Оба обессилели и умолкли. Опустив устало веки, Федор мысленно перенесся в родные Кабакову места, в его Алапаевск, на юг от «Николаевки», в Верхотурский уезд. В горнорабочем Алапаевске домны, неподалеку Салдинский и Шайтанский железоделательные заводы, Тягунские рудники. Тысячи рабочих, около пятисот большевиков — самая крупная на Урале партийная организация. Там Федор и встретился с Гаврилой Ивановичем, побывал в его избе — ее посещал и Яков Свердлов. Кабаков — хлебороб, выросший в пролетарском окружении, очень самобытный революционер. Правда, эсеровского толка, но заметно тянется к социал-демократам. На распутье… Человек действия, он сумел внушить мужикам Алапаевской волости идею свободы и социализации земли, стал их общепризнанным вожаком, был ими послан в Государственную думу. Сколотив еще в 1905 году сильный Крестьянский союз из тридцати тысяч своих единомышленников, Кабаков вошел и в Алапаевский Совет рабочих уполномоченных, поддержал со своими мужиками крупную забастовку горняков.

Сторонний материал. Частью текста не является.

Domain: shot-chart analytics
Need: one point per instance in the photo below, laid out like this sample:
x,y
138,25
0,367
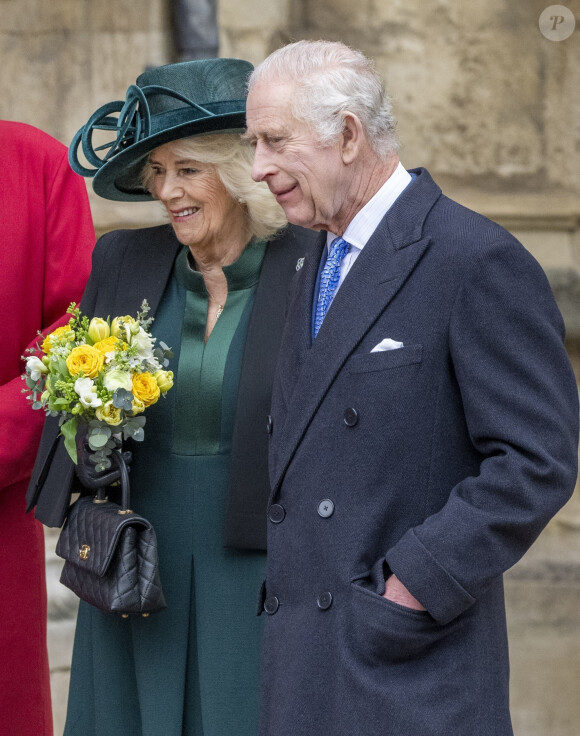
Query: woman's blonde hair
x,y
233,161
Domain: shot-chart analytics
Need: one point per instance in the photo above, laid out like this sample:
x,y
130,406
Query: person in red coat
x,y
46,240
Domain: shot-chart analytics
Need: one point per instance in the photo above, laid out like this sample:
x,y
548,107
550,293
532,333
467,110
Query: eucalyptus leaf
x,y
69,431
97,441
123,399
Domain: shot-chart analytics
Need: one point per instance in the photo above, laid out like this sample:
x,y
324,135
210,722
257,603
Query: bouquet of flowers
x,y
99,375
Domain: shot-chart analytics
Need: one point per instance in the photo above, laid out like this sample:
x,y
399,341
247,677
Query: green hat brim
x,y
119,178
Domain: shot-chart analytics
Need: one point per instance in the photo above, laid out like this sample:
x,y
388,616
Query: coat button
x,y
324,600
276,513
350,417
325,508
271,605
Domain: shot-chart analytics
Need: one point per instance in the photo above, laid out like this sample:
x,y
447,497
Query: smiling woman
x,y
216,282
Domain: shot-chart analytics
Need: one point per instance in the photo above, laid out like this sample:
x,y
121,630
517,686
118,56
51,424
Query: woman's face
x,y
201,211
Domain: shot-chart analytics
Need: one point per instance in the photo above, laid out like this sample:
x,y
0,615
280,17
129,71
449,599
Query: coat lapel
x,y
379,272
297,337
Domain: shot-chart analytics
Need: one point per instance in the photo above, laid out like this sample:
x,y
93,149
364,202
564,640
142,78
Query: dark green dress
x,y
194,668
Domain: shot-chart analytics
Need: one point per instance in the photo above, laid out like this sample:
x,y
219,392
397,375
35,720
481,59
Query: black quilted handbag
x,y
110,554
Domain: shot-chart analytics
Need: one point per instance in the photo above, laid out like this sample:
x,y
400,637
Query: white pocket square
x,y
387,344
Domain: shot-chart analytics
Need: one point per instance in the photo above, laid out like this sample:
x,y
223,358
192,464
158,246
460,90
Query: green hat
x,y
166,103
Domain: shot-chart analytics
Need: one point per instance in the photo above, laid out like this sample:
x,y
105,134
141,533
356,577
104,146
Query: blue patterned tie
x,y
329,280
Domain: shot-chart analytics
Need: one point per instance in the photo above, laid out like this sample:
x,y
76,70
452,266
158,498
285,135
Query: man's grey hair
x,y
330,79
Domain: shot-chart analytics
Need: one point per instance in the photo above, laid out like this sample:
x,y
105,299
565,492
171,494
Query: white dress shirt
x,y
367,220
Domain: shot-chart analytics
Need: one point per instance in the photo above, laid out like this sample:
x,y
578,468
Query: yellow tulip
x,y
164,380
98,329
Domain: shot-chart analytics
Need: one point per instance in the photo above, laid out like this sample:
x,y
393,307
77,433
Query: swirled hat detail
x,y
166,103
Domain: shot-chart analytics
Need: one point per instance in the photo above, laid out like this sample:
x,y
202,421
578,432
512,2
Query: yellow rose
x,y
86,360
120,325
98,329
145,388
60,332
109,413
109,344
137,406
164,380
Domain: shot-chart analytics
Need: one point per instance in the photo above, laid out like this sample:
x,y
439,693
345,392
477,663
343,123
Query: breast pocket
x,y
386,359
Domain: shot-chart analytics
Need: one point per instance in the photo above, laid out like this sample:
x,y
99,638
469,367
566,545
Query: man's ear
x,y
352,137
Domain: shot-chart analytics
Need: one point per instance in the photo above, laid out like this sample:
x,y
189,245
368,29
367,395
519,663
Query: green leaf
x,y
98,441
69,431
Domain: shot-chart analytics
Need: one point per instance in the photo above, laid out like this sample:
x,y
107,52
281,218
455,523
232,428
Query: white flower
x,y
87,392
35,367
117,378
144,344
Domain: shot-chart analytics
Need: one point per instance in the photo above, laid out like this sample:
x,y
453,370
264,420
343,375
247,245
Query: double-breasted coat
x,y
440,462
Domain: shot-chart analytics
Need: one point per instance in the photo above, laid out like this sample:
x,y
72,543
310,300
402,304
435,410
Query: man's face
x,y
307,179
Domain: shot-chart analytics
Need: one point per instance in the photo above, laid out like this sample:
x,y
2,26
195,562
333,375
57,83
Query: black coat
x,y
132,265
440,461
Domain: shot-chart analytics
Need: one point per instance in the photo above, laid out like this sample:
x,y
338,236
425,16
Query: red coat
x,y
46,239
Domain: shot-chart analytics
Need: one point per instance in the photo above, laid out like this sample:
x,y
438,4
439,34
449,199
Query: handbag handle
x,y
125,486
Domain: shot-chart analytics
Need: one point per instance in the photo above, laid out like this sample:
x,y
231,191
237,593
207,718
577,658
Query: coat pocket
x,y
384,632
386,359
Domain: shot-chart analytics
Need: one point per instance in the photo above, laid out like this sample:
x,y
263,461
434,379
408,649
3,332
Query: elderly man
x,y
423,427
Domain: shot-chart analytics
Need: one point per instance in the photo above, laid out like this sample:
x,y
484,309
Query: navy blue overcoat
x,y
440,461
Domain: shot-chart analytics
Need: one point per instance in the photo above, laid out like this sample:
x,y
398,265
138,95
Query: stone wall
x,y
483,100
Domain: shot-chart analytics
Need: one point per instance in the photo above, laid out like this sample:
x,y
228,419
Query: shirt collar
x,y
366,221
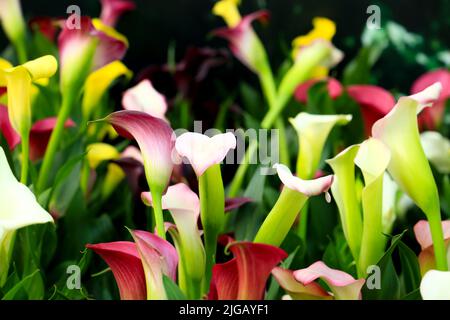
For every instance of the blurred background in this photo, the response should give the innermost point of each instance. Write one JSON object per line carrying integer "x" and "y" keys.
{"x": 158, "y": 25}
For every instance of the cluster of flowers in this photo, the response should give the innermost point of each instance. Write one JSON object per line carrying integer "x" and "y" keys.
{"x": 90, "y": 62}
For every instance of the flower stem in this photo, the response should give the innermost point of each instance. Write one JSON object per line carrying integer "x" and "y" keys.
{"x": 25, "y": 158}
{"x": 437, "y": 235}
{"x": 55, "y": 140}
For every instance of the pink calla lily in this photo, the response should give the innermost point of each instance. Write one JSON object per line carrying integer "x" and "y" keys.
{"x": 423, "y": 237}
{"x": 375, "y": 102}
{"x": 113, "y": 9}
{"x": 143, "y": 97}
{"x": 334, "y": 88}
{"x": 124, "y": 260}
{"x": 203, "y": 151}
{"x": 245, "y": 276}
{"x": 342, "y": 285}
{"x": 155, "y": 139}
{"x": 431, "y": 118}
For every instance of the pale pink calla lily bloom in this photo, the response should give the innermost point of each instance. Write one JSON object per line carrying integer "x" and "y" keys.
{"x": 144, "y": 97}
{"x": 113, "y": 9}
{"x": 155, "y": 139}
{"x": 307, "y": 187}
{"x": 342, "y": 285}
{"x": 203, "y": 151}
{"x": 432, "y": 117}
{"x": 184, "y": 205}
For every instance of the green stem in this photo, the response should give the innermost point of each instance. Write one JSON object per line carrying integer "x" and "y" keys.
{"x": 437, "y": 235}
{"x": 281, "y": 218}
{"x": 212, "y": 208}
{"x": 25, "y": 158}
{"x": 159, "y": 218}
{"x": 55, "y": 140}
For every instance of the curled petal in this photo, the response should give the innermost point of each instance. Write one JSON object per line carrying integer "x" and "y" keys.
{"x": 435, "y": 285}
{"x": 6, "y": 129}
{"x": 423, "y": 233}
{"x": 143, "y": 97}
{"x": 313, "y": 131}
{"x": 437, "y": 150}
{"x": 375, "y": 102}
{"x": 334, "y": 88}
{"x": 203, "y": 151}
{"x": 343, "y": 285}
{"x": 155, "y": 139}
{"x": 113, "y": 9}
{"x": 245, "y": 276}
{"x": 123, "y": 259}
{"x": 40, "y": 135}
{"x": 306, "y": 187}
{"x": 432, "y": 117}
{"x": 295, "y": 289}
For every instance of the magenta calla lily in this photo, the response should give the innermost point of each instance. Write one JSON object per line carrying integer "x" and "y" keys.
{"x": 113, "y": 9}
{"x": 124, "y": 260}
{"x": 375, "y": 102}
{"x": 342, "y": 285}
{"x": 245, "y": 276}
{"x": 144, "y": 97}
{"x": 431, "y": 118}
{"x": 333, "y": 86}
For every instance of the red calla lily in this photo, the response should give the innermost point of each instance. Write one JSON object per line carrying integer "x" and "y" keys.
{"x": 333, "y": 85}
{"x": 124, "y": 260}
{"x": 375, "y": 102}
{"x": 245, "y": 276}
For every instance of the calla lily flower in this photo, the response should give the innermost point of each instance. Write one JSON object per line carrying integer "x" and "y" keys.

Федора всегда удивляло: как это откровенный атеизм и ярая ненависть к самодержавию не помешали Гавриле Ивановичу стать популярным у темных крестьян? Обычно они отвергали агитаторов, посягавших на религию и самодержавие: «Нам главное — землю взять. Бар и помещиков за милую душу турнем, а царя-батюшку и господа нашего милосердного не замайте!»
Но Кабакову, как ни странно, прощали все, даже дерзкие речи в адрес императора и всевышнего. Мужиков сплачивала мечта о «крестьянском социализме» — наивная, утопическая, покрытая шелухой народничества, и тем не менее до смерти пугавшая царских сатрапов. Как же — мужичье требует национализации помещичьих, удельных, монастырских и — о ужас! — даже кабинетских, лично царских земель. Неприкосновенность освящена веками. Недаром власти окрестили бунтующую волость «Алапаевской республикой», а главу Крестьянского союза — «президентом», которого часто называли также Пугачевым. До сих пор мерещится им этот Пугачев… Страх царских чиновников был велик и понятен: Кабаков, этот мужицкий предводитель, все зауральские деревни взбаламутил, восстановил против властей. А если еще с социал-демократами стакнется?..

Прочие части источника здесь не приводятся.